When I was in Wadi Rum for the first time, I saw the Wadi Rum station and stopped here to have a look as well. There I also saw the train standing and took several pictures of it. At the time, I couldn’t imagine the train actually running. It looked like it had been standing there for years, though I did see that the carriages looked neat. The 1916 train journey in the Wadi Rum shows you how the Arabs rebelled against the Ottoman Empire. In 1916, this resulted in fighting from the ground and from the train.
I can give this away in advance. You really should do this trip during your visit to the Wadi Rum. An impressive show reenacting the Arab uprising for you when you book the free 1916 train ride in the Wadi Rum.
The 1916 train journey in the Wadi Rum, Jordan
Journey through 1916
Now when I returned to Wadi Rum, a fellow traveller received an email from the Jordan Pass application. It said you could apply to experience the journey through 1916. The train journey through 1916 in the Wadi Rum would take an hour and in the process you would get to see a show. We had no idea what to imagine but of course we were going to! The day we went into the wadi rum to spend the night in a tented camp, we booked the 1916 train journey.
Waiting for the old train – Train Journey through 1916
We were given a location and it turned out to be a few km away, in the middle of the desert at a railway crossing. Strange…but yes there were already more people waiting, seemingly in The Middle of Nowhere. I was waiting outside with travelling companion Pauline while the rest were in the air-conditioning of our bus. We saw the rails being cleared of the superfluous desert sand by a man with a shovel. Surely the track seemed to be really unused and totally covered in sand. We waited expectantly until suddenly a wind blew and we seemed to be caught in a sandstorm. Still, we got back in the car to wait.
The website also notes that the train may be cancelled due to a sandstorm, among other things.
Not much later, the sandstorm thankfully subsided and we heard the train honking in the distance. When we got out again, we actually saw the old train approaching. It stopped several more times but finally it drove onto the crossing and stopped in front of us. We quickly climbed aboard and sought a seat on 1 of the open carriages. Full of anticipation about the upcoming adventure, we looked around us, on this old train in the magical Wadi Rum desert.
The Story of the Arab Revolt
Arab Revolt – Train Journey through 1916 in the Wadi Rum
Slowly, the train started moving again, back towards the station. There were men in green army clothes with long guns walking on the train. They were only too happy to pose for our cameras to get a nice picture. There was also an automatic weapon on the open carriage with which several people took photos. On the other side than where we were sitting were sandbags…. I scanned the area to see if there was an opponent lurking somewhere.
Somewhere that fight had to happen, right?

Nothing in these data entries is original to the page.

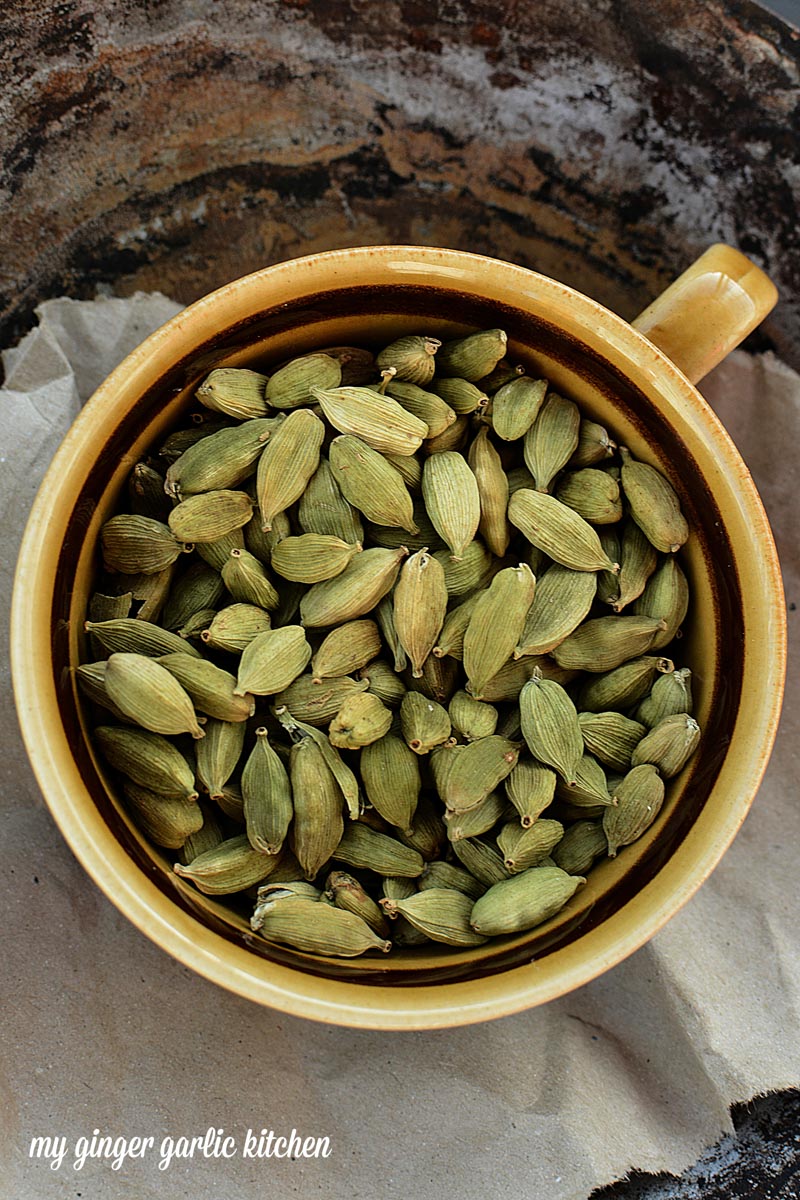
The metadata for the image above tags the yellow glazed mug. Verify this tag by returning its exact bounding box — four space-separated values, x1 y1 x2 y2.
12 246 786 1028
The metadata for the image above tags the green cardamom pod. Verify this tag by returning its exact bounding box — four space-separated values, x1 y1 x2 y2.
519 676 583 784
620 446 688 554
264 354 342 409
470 866 585 936
393 550 447 679
329 434 417 533
603 763 664 858
241 726 294 854
196 367 269 421
509 487 616 571
234 625 311 696
255 408 325 530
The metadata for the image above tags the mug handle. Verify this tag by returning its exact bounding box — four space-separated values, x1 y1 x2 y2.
631 242 777 383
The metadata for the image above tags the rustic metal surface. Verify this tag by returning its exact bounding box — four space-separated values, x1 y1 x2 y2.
0 0 800 362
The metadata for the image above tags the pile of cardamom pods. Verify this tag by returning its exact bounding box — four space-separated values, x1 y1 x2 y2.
77 329 700 956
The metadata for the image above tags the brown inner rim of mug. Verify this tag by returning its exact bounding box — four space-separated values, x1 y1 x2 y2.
52 284 744 986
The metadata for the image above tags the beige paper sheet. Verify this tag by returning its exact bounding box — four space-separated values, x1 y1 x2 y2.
0 295 800 1200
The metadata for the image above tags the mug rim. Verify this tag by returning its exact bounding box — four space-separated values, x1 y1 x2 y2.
11 246 786 1030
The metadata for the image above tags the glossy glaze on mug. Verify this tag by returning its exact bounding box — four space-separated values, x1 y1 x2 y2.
14 251 780 1027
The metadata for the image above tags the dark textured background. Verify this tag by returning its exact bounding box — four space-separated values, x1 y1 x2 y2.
0 0 800 1200
0 0 800 364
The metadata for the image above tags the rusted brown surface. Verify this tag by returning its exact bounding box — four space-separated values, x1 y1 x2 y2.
0 0 800 364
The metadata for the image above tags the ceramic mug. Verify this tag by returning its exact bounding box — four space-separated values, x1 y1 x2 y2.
12 246 786 1028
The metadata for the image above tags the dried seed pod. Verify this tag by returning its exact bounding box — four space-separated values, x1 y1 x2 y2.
76 659 128 724
100 514 184 575
197 719 245 800
161 563 225 632
325 871 390 937
492 376 547 442
519 676 583 784
271 533 362 583
567 416 616 468
633 556 688 650
633 667 692 728
157 654 255 715
84 617 200 659
255 408 325 530
313 388 428 455
401 691 450 754
393 550 447 679
422 410 470 455
241 726 294 854
360 733 422 834
555 754 614 809
433 588 482 659
275 674 367 727
452 838 511 888
431 378 488 418
327 691 392 750
122 780 203 850
603 763 664 858
162 418 277 498
333 821 425 878
509 487 616 571
439 733 519 812
196 367 269 421
357 659 408 708
578 654 674 713
235 625 311 696
470 866 587 936
222 550 281 611
95 725 198 800
422 451 481 560
578 712 648 772
329 434 417 533
169 488 253 545
445 791 506 841
173 834 286 895
300 546 408 626
553 617 664 673
437 329 509 383
200 604 272 654
251 896 392 959
631 713 700 779
311 620 381 683
555 467 622 524
464 563 536 700
505 758 557 829
498 817 564 875
447 691 498 742
552 821 608 875
289 737 344 880
273 704 361 821
523 394 581 492
297 457 363 545
620 446 688 554
384 888 488 946
609 521 658 617
422 863 486 907
375 334 441 390
513 563 597 658
196 530 242 571
386 379 456 438
468 426 511 558
264 354 342 409
433 539 501 596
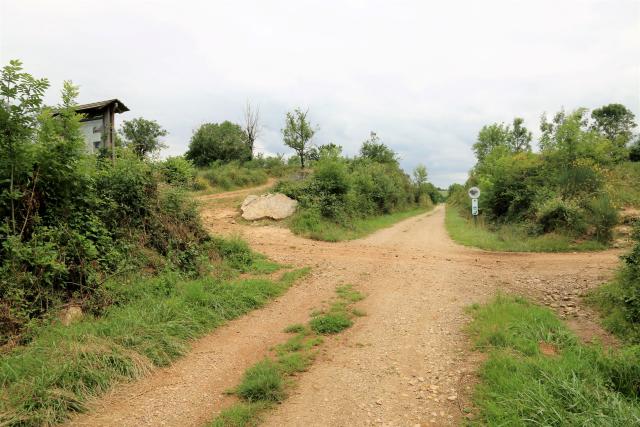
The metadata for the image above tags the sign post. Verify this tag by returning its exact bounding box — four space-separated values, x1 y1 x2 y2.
468 187 480 225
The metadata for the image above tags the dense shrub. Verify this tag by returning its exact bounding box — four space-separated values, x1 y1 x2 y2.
0 62 211 345
243 153 292 178
629 138 640 162
199 162 269 190
586 194 619 243
590 224 640 344
536 198 587 234
158 156 196 188
460 104 640 243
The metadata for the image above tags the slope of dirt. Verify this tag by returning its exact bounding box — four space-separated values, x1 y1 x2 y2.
71 193 618 426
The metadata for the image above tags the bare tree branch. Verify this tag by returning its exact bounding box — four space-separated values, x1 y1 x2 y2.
244 101 262 158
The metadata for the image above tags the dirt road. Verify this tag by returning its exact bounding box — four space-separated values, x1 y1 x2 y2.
67 192 618 426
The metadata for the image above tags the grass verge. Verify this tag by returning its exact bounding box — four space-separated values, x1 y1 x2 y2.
289 206 433 242
0 266 308 426
469 296 640 426
209 285 364 427
445 206 607 252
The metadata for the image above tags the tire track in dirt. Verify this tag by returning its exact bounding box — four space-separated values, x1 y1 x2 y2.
70 199 617 426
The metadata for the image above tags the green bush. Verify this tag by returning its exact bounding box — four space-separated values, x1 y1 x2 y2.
587 195 619 243
589 225 640 344
158 156 196 188
0 61 215 345
469 297 640 426
199 162 268 190
536 198 587 234
309 312 353 335
236 359 284 403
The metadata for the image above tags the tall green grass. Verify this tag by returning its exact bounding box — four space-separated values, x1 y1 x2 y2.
0 263 308 426
290 206 433 242
445 205 607 252
469 296 640 426
606 162 640 208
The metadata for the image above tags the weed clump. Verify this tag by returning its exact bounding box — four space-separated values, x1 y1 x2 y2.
236 359 285 402
309 313 353 335
469 296 640 426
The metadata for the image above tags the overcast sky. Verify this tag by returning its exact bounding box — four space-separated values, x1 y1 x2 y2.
0 0 640 186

It took quite a long time, I really felt we must be almost at the Wadi Rum station. The men in green army clothes kept walking back and forth and posing for the various cameras. Until suddenly, in the distance, I saw a few people sitting on the rocks. At first I thought they were tourists who had found a nice viewpoint. Until we got closer and suddenly there was a loud bang.
Ottoman Soldier on the lookout – Wadi Rum
While I was expecting it the whole time, it still shocked me. In no time there was shooting back and forth but soon we were past it and calm returned. Soon after, I saw a Jordanian flag flying on a mountain further on…. When I looked closer, I also saw a man behind sandbags underneath it. As we got closer there was fighting again, shots rang out on both sides.

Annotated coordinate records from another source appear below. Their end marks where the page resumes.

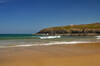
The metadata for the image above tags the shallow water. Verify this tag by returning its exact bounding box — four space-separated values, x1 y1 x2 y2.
0 34 99 47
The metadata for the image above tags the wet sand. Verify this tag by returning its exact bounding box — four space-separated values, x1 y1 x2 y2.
0 43 100 66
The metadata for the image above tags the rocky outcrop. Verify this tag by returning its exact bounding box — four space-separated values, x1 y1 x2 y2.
36 22 100 36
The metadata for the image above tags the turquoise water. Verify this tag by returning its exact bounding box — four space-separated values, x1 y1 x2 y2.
0 34 99 47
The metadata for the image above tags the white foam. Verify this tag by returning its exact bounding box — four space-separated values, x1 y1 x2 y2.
0 41 91 48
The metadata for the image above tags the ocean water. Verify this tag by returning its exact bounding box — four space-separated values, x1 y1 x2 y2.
0 34 99 48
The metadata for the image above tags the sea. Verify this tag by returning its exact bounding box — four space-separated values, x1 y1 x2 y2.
0 34 100 48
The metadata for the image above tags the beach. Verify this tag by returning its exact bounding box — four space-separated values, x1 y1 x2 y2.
0 43 100 66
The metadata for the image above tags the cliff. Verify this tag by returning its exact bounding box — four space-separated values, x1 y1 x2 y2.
36 22 100 36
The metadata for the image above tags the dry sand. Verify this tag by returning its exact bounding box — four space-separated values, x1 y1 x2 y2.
0 43 100 66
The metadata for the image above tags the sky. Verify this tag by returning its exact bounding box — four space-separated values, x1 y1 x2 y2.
0 0 100 34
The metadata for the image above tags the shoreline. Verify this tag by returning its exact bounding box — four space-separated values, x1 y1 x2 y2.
0 43 100 66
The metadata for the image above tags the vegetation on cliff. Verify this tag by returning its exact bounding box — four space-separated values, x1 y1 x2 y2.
37 22 100 35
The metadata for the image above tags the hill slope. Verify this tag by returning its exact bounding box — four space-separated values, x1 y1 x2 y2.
37 22 100 35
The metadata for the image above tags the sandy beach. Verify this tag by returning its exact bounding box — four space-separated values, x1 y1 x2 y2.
0 43 100 66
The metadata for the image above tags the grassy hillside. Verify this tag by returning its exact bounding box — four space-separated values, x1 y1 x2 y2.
37 22 100 35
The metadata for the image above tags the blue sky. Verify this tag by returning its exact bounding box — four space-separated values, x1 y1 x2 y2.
0 0 100 34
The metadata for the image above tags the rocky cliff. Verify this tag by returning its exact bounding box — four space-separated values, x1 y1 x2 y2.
36 22 100 36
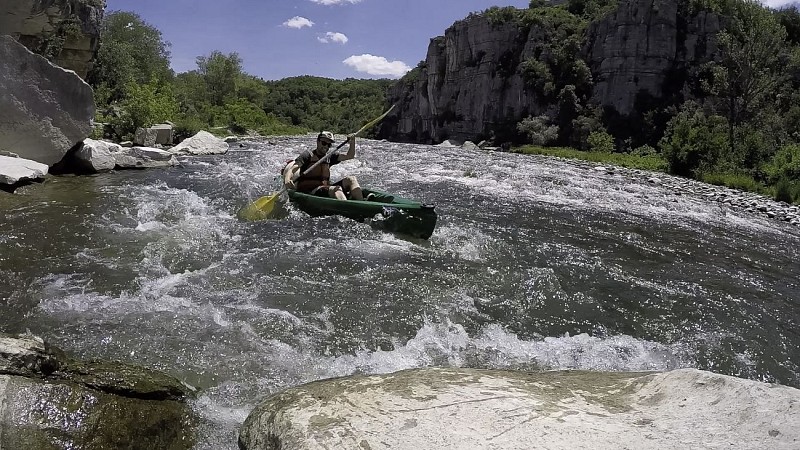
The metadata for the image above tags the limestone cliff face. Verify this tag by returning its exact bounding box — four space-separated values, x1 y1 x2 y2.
585 0 721 115
381 16 536 142
380 0 721 143
0 0 105 78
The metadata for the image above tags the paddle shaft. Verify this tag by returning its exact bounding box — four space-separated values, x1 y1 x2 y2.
290 105 394 183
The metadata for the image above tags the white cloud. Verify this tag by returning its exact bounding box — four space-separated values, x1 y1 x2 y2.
317 31 349 44
311 0 361 6
283 16 314 29
342 54 411 78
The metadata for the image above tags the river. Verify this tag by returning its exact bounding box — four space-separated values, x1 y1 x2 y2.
0 137 800 449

And then it really started. As we passed that mountain, horses suddenly started running with armed men on them, and in the distance we even saw two dromedaries running along. I thought it was a very imposing sight so alongside the train. The dust billowing up under the hooves of the Arabs galloping along at full speed. There was shooting and shouting … and suddenly the train came to a halt.

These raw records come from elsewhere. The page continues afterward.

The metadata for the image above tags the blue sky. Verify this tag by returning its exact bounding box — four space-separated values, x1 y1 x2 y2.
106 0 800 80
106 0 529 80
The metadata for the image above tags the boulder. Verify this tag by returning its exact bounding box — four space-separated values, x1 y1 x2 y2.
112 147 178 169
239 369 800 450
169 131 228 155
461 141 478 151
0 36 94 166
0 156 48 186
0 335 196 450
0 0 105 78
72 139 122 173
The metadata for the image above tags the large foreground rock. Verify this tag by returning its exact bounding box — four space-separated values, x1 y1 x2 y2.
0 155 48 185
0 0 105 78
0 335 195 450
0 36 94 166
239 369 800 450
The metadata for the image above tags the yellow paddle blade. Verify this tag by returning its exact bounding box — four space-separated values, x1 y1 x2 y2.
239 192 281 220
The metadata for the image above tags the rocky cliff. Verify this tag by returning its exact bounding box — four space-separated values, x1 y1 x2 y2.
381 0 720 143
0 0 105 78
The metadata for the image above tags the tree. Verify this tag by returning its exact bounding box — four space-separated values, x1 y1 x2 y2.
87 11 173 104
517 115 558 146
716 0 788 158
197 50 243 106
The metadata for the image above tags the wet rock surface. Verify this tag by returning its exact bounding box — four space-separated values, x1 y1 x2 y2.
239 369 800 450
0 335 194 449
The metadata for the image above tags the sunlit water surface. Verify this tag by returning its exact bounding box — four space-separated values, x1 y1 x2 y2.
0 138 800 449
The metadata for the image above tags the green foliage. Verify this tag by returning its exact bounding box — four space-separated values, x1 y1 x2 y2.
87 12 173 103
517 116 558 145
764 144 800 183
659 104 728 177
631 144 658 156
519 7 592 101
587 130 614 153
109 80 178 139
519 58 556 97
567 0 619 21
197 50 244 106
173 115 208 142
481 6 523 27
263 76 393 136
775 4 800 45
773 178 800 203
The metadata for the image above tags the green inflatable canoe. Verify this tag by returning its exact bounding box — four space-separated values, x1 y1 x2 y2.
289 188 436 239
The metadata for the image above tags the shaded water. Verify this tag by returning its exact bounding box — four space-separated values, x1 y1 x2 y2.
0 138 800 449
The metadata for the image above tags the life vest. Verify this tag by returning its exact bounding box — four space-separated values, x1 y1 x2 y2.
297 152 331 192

I saw the men in army clothes, i.e. the men of the Ottoman Empire, surrender and get off the train. Meanwhile, at the automatic weapon which was on the open carriage, a tourist had come to stand and fought along nicely.
The Arabs came from the horse and quickly ran up the wagon to capture the fighting Ottoman men. The tough tourist was startled and still gestured, I’m not one of them…. but to no avail. He too was taken off the train as a prisoner of war and taken away in the jeep.
Train journey of 1916 in the Wadi Rum – Jordan
The story of the Arab Revolt
The big Jordanian flag could be seen all around you. The jeep the POWs were in also proudly flew the Jordanian flag. They drove off…. but before we too started driving, the startled POW (tourist) was still released and he came strolling back onto the train to loud cheers.
What a super fun show. And I really mean that, what an imposing sight it was!
All those beautiful horses with those men on them, some shooting and others with a flag, galloping along the train…. I can really recommend it. If you go into the desert, take some time for this too. Super touristy but you are right in the magical wadi rum spheres. And you get a good idea of what it was like in those days.
Background Hijaz Railway Wadi Rum
This stretch of railway is part of the long Hijaz Railway. This was built in the early 1900s to ease the pilgrimage from Damascus to Medina in Saudi Arabia. This railway was used by the Ottoman Empire to strengthen the fragmented ties between different Muslim countries. Read more about the Hijaz Railway which also has a protected status with UNESCO.
Also read more about the organisation implementing this performance, the JHRC
Visit the Trainstation in the Magical Wadi Rum Desert
Trainstation Wadi Rum
The Wadi Rum station where we ended stands a show with a collection of ancient relics/objects and train track background. Again, I unfortunately did not enter it. When we were there before the 1916 train journey through the Wadi Rum, it was closed and I suspect it was open when we returned there after the train journey. Then we boarded our bus right away because we were eager to get to our camp in the magical Wadi Rum desert.
Book your ticket for the Journey through 1916 – Wadi Rum
As I wrote earlier, a travelling companion of mine received the email about the 1916 train journey. Otherwise, I wouldn’t have known. She got the mail because she had ordered the Jordan Pass for all of us. If you are going to visit Jordan without a Jordan Pass, which I cannot recommend, then you can book your train journey on this site.
Why do I do recommend taking the Jordan Pass? The price of the Jordan Pass includes many entrances to archaeological sites, excluding the churches in Madaba or Mt Nebo. However, you do get a discount on a ticket to the Baptism Site and you can buy your entrance ( 1, 2 or 3 days) to Petra in advance. Just for your visa combined with the entrance fee for Petra, you’ll get the cost out of it.
What amazing pictures you can shoot from that train say!
For that reason alone, you must take this 1916 train journey through the Wadi Rum.